Gesto grafico – gesto creativo

Pubblicato su Moleskine Anno 7 n. 10 ottobre 2014

L’espressione grafica caratterizza da sempre l’uomo. Numerosi sono stati nel corso dei secoli i sistemi grafici che hanno permesso agli uomini di comunicare fra loro, a partire dai segni e simboli primitivi fino ad arrivare alla nostra attuale scrittura latina, passando per la scrittura cinese, i geroglifici egiziani e i loro derivati, l’alfabeto semitico, la scrittura indiana, araba ecc e tutte queste scritture erano e sono altamente rappresentative delle civiltà delle diverse epoche, esprimono le “sensibilità” di questi popoli. Già dai tempi in cui viveva nelle caverne l’individuo ha sentito il bisogno di lasciare la propria traccia.

Lo faceva con gli strumenti e con i supporti che aveva a disposizione ma comunque voleva lasciare un segno tangibile della propria esistenza, del proprio passaggio sulla terra.
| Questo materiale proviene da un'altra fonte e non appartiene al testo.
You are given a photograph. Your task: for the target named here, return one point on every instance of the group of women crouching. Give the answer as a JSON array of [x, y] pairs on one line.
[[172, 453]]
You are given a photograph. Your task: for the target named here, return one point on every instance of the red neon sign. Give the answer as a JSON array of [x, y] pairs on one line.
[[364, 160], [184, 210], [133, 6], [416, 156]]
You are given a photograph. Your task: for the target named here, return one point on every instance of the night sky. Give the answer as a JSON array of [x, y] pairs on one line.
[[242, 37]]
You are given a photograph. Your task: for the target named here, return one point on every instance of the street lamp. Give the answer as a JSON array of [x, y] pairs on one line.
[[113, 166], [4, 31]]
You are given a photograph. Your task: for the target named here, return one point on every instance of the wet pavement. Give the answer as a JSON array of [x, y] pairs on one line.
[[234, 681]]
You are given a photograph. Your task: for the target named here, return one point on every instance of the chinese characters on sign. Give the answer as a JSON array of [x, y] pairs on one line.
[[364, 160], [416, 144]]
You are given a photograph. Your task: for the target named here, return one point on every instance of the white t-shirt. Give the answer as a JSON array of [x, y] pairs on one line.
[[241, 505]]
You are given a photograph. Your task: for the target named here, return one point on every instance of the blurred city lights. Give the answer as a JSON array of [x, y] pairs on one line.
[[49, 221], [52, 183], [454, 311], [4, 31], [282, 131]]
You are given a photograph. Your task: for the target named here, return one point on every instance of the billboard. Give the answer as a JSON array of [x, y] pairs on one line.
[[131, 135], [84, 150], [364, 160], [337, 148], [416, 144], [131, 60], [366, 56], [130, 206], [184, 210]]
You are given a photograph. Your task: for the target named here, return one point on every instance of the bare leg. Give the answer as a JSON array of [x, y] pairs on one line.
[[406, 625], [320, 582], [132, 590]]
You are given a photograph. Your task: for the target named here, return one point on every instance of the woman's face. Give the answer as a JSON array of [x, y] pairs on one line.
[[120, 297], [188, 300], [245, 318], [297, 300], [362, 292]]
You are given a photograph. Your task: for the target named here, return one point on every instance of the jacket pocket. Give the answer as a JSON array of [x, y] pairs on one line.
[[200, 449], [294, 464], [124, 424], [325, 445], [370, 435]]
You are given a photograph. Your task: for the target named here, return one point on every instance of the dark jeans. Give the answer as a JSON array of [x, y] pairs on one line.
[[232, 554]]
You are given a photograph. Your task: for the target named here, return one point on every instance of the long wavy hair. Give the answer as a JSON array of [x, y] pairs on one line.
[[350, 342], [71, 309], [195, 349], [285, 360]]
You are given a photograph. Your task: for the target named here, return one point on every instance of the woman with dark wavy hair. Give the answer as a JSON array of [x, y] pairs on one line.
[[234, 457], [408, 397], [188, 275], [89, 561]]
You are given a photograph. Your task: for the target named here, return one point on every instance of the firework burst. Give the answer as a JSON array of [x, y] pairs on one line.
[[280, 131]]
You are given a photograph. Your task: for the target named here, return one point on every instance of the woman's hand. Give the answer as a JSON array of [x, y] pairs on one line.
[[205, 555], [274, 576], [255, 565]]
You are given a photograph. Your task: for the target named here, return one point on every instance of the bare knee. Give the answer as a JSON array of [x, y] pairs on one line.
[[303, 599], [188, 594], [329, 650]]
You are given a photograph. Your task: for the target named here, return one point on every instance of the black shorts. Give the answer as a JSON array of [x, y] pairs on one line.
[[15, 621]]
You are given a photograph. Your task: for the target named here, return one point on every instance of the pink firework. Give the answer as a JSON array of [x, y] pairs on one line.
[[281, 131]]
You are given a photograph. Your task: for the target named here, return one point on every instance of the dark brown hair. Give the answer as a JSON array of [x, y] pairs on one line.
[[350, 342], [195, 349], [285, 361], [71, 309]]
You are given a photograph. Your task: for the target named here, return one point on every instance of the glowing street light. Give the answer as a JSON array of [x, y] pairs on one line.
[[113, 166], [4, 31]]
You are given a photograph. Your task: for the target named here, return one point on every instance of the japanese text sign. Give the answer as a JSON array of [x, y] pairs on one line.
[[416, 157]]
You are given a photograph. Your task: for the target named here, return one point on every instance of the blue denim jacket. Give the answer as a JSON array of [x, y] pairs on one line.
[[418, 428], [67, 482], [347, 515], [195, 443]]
Ma non è forse così anche ai giorni nostri?Basta osservare i muri delle nostre città per accorgerci che il desiderio di marchiare, di imbrattare, di lasciare il proprio segno, di esprimere il proprio pensiero e la propria personalità attraverso una traccia grafica è rimasto immutato.
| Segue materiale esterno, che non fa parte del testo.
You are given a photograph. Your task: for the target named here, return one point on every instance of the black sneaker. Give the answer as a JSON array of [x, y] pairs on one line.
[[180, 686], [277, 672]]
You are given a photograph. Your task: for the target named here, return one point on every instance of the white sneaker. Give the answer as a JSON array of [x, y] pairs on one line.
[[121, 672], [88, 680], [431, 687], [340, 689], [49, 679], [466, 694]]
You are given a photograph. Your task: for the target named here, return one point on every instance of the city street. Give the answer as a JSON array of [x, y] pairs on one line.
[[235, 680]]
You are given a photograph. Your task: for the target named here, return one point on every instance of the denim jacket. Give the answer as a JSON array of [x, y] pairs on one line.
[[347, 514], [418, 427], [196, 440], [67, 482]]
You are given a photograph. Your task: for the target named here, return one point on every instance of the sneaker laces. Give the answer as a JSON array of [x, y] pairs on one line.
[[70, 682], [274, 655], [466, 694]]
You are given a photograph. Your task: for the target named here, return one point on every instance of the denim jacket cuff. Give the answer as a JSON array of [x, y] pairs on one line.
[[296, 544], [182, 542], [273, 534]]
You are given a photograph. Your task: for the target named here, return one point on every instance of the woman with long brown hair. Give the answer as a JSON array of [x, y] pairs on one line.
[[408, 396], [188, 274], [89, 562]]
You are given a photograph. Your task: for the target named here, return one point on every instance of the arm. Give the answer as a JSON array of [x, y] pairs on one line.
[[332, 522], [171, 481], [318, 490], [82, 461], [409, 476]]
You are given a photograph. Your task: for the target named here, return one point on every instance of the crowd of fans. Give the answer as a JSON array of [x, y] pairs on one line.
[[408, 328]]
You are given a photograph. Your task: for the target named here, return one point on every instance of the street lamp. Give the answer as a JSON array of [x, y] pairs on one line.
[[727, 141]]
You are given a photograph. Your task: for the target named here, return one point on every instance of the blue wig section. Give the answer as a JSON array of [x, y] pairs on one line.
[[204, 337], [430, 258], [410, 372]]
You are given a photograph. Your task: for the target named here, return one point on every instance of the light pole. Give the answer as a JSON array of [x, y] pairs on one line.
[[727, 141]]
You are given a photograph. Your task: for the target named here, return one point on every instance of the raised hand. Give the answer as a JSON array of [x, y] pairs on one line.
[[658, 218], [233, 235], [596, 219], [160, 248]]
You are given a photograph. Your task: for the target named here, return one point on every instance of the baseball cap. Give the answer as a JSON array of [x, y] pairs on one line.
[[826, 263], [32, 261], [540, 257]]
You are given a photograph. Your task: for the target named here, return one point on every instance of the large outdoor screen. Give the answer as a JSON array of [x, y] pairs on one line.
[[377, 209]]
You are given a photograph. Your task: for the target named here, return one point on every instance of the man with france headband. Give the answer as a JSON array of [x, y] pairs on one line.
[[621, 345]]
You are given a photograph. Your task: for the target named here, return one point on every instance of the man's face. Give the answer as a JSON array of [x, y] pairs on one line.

Il graffitismo è una manifestazione artistica, sociale e culturale diffusa in tutto il pianeta, basata sull’espressione della propria creatività tramite interventi pittorici sul tessuto urbano. Talvolta è correlato ad essa l’atto dello scrivere il proprio nome d’arte diffondendolo come fosse un logo,  quasi come un DNA dell’autore appiccicato su una parete visibile al mondo intero. Un fenomeno criticabile ma a volte anche artistico ed espressivo di emozioni, di disagi, di proteste, di “diversità”, di denuncia e a volte anche di amore e di amicizia. Sebbene ci siano leggende sulle sue origini che risalgono agli anni ’40, il graffitismo nasce ufficialmente a Filadelfia nei tardi anni sessanta sui treni e si sviluppa in seguito a New York negli anni settanta fino a raggiungere una prima maturità stilistica a metà degli anni ottanta.

Esite un vero e proprio mondo che circonda i graffitisti che si identificano con uno pseudonimo, o meglio con un “tag”, con una firma che viene scelta dal writer stesso, partendo da giochi di parole sulla propria identità, o semplicemente scegliendo la parola che più lo aggrada, in base al suono o più frequentemente in base alle lettere che lo compongono. In alcuni casi il tag è seguito da un suffisso (molto comune il suffisso “one”). I primi writer usavano unire un numero al nome, come fece Julio 204 per primo, indicando con il numero la strada nel quartiere in cui viveva (204th street), imitato poi dal più celebre Taki 183, che spinse il suo nome oltre i confini del proprio quartiere. L’elaborazione del tag può seguire lo stesso percorso stilistico che intraprende un individuo nella definizione della propria grafia, con l’aggiunta di grazie o svolazzi, oppure semplicemente nel cercare di rappresentare uno stile personale. Quello che agli occhi di un profano potrebbe sembrare un semplice scarabocchio è per la maggior parte dei writer il frutto di un esercizio costante nel tentativo di coniugare estetica e rapidità.

Le “scuole di pensiero” si dividono e se dalla parte di chi li criminalizza è facile annoverare le  amministrazioni comunali, proprietari di case e negozi che spesso si trovano muri e saracinesche imbrattate da tag, a favore dei graffiti,  ci sono molti ragazzi che li considerano aventi una funzione di abbellimento di zone urbane che altrimenti risulterebbero grigie e anonime.

 La pratica è certamente da condannare  quando si toccano monumenti e beni pubblici.  Molti comuni italiani si sono mossi per cercare di arginare il fenomeno dell’imbrattamento ma al tempo stesso si sono levate anche voci contro corrente. Non mancano infatti  i comuni che hanno aperto le porte ai graffitari, organizzando manifestazioni e cedendo loro spazi per realizzare i loro disegni, che in alcuni casi non possono non essere considerati opere d’arte vere e proprie, come un sistema di espressione del popolo.